How does a relatively small educational institution called the Pardes Institute of Jewish Studies develop into a fountainhead of leadership for world Jewry? Undoubtedly on the basis of a clear vision of its mission and a dedicated combination of staff, faculty and laity fully committed to maintaining an open, co-ed and non-denominational Jewish learning community, based in Jerusalem with programs worldwide.
The concept of Pardes was the brainchild of Michael Swirsky. It was to be a non-denominational institute for learning Jewish texts in a co-educational beit midrash [house of study]. Established in 1972, it was originally designed to be a one year program aimed at post-college young adults primarily from North America. At that time no other institutions of its kind existed. Among the founding teachers were Adin Steinsaltz and David Hartman. Dov Berkovits was its first Director while its further progress was due in no small part to the educational leadership provided for many years by its recently retired Rosh haYeshiva, Rav Daniel Landes.
Originally housed next to Ulpan Etzion in Baka, today Pardes is located in rented facilities in Talpiot.
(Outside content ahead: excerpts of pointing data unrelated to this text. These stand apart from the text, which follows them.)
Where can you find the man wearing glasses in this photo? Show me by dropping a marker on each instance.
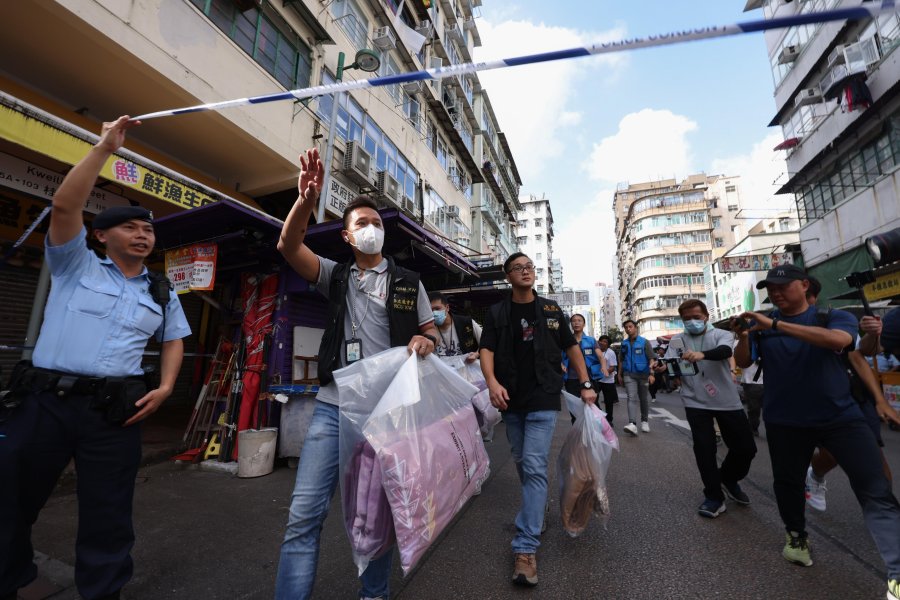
(520, 347)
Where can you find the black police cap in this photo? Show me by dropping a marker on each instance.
(120, 214)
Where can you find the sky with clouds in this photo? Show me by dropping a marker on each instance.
(579, 127)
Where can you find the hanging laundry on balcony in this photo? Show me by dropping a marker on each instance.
(786, 144)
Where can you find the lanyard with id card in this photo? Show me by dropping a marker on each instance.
(353, 346)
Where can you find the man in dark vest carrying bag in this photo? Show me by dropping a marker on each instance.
(374, 305)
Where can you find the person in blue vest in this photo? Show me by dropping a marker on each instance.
(635, 373)
(593, 359)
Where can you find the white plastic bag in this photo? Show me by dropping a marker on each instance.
(582, 466)
(487, 414)
(367, 515)
(427, 440)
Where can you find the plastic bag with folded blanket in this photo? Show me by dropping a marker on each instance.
(367, 512)
(428, 443)
(582, 466)
(487, 414)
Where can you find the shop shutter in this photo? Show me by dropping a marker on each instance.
(18, 285)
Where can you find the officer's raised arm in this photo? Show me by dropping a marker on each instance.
(66, 219)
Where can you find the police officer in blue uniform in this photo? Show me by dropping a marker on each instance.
(85, 393)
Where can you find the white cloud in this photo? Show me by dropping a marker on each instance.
(585, 243)
(762, 173)
(650, 144)
(532, 102)
(570, 117)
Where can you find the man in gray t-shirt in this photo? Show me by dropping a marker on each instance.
(374, 304)
(368, 298)
(710, 393)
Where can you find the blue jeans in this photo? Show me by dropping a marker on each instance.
(317, 477)
(530, 435)
(853, 446)
(637, 389)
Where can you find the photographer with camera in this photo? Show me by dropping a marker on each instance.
(700, 358)
(86, 391)
(808, 403)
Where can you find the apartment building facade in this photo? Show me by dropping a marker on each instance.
(436, 151)
(667, 232)
(534, 237)
(837, 101)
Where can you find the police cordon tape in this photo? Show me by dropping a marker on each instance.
(665, 39)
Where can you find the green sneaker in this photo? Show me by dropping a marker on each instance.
(796, 549)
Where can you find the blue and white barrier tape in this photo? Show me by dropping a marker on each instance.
(666, 39)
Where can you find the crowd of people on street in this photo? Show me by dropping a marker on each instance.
(803, 376)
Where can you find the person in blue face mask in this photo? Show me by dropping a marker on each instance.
(457, 334)
(710, 395)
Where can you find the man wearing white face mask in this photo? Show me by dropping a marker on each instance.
(710, 394)
(459, 334)
(374, 305)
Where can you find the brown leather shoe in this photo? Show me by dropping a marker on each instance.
(525, 572)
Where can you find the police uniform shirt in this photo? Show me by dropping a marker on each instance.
(97, 321)
(373, 329)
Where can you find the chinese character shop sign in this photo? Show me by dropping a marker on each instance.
(149, 182)
(754, 262)
(192, 267)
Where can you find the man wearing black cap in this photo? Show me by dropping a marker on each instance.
(808, 403)
(85, 392)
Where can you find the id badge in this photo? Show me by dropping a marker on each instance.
(354, 350)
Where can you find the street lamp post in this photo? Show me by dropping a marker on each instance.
(365, 60)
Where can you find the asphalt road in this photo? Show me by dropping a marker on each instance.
(210, 535)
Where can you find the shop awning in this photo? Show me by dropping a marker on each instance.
(245, 237)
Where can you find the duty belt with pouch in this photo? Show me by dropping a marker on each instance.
(113, 395)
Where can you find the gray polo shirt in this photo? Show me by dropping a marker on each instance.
(367, 307)
(713, 387)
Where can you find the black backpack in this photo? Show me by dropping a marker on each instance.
(857, 386)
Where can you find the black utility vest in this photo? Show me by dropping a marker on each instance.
(547, 347)
(402, 308)
(465, 333)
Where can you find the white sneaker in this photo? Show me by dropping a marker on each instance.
(815, 491)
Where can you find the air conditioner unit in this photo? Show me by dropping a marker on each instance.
(808, 96)
(836, 56)
(388, 187)
(357, 164)
(245, 5)
(436, 63)
(426, 30)
(788, 54)
(383, 38)
(412, 87)
(456, 35)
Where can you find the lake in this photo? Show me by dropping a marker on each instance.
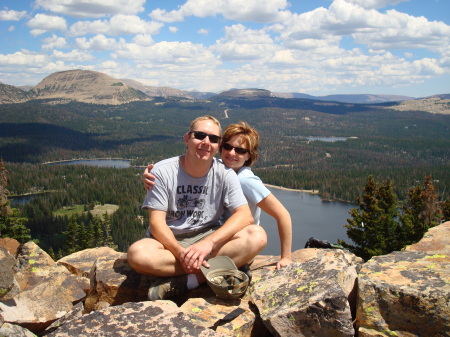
(311, 217)
(117, 163)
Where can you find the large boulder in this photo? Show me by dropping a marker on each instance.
(8, 285)
(310, 297)
(80, 263)
(47, 291)
(161, 318)
(407, 293)
(232, 317)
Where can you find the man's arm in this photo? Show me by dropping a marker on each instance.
(147, 178)
(161, 232)
(194, 256)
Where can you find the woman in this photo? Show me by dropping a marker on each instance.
(239, 151)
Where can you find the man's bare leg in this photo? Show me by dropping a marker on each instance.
(149, 257)
(244, 245)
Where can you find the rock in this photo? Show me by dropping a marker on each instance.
(34, 266)
(310, 296)
(232, 318)
(113, 281)
(161, 318)
(76, 312)
(48, 291)
(407, 293)
(11, 330)
(8, 285)
(11, 245)
(38, 307)
(80, 263)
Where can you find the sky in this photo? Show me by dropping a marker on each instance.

It also owns an adjacent lot on which it intends to build its new facility.
Pardes’ students encounter and grapple with classic texts and traditions of Judaism, while exploring their relevance to today’s most pressing issues. Pardes empowers students with the knowledge and tools to take ownership of their Jewish experience. Diversity is at the core of Pardes and students represent a broad spectrum of the Jewish world. The result is a vibrant community constantly engaged in honest, dynamic and constructive debate leading to serious personal reflection and growth.
The Pardes model has inspired more than four decades of Jewish leadership marked by openness, passion, Jewish literacy, knowledge and inclusivity, and continues to inspire new possibilities for Jewish communities worldwide.
The results 45 years later? Among its alumni over 1,100 are engaged in positions of Jewish community leadership, to wit:
- 85 currently in rabbinical schools, with 368 already ordained.
- 181 teachers and administrators in 86 North American Jewish day schools spanning all movements.
- 124 Hillel professionals in 25 US states and 5 other countries.
- 31 college professors of Judaic studies
- 46 synagogue Judaic studies educators
- 176 Dorot Fellows (53% of all Dorot Fellows)
- 141 Wexner Graduate Fellows (27% of all Wexner Fellows)
- Founders and leaders of new communities, minyanim & Moishe houses in Boston, Washington, San Francisco, Philadelphia, Chicago and New York.
- Institutional directors at the Wexner, Avi Chai and Steinhardt Foundations, Lippman Kanfer, AJWS, AIPAC and multiple Jewish federations across North America.
- Communal innovators in pretty much every alternative educational environment in North America.
This year, under the leadership of its new and dynamic President, Rabbi Leon Morris, Pardes is poised to refine and enlarge its vision for the future with a new emphasis on alumni engagement, recruitment and increased North American activities.
As Pardes enters “middle age” it can be proud of what it has achieved and the amazing contribution it has made to the cadre of Jewish leadership worldwide. Nevertheless, there are always new challenges in Jewish life and Pardes is eminently well situated to address those and realize even more successes in the years to come. May it be so.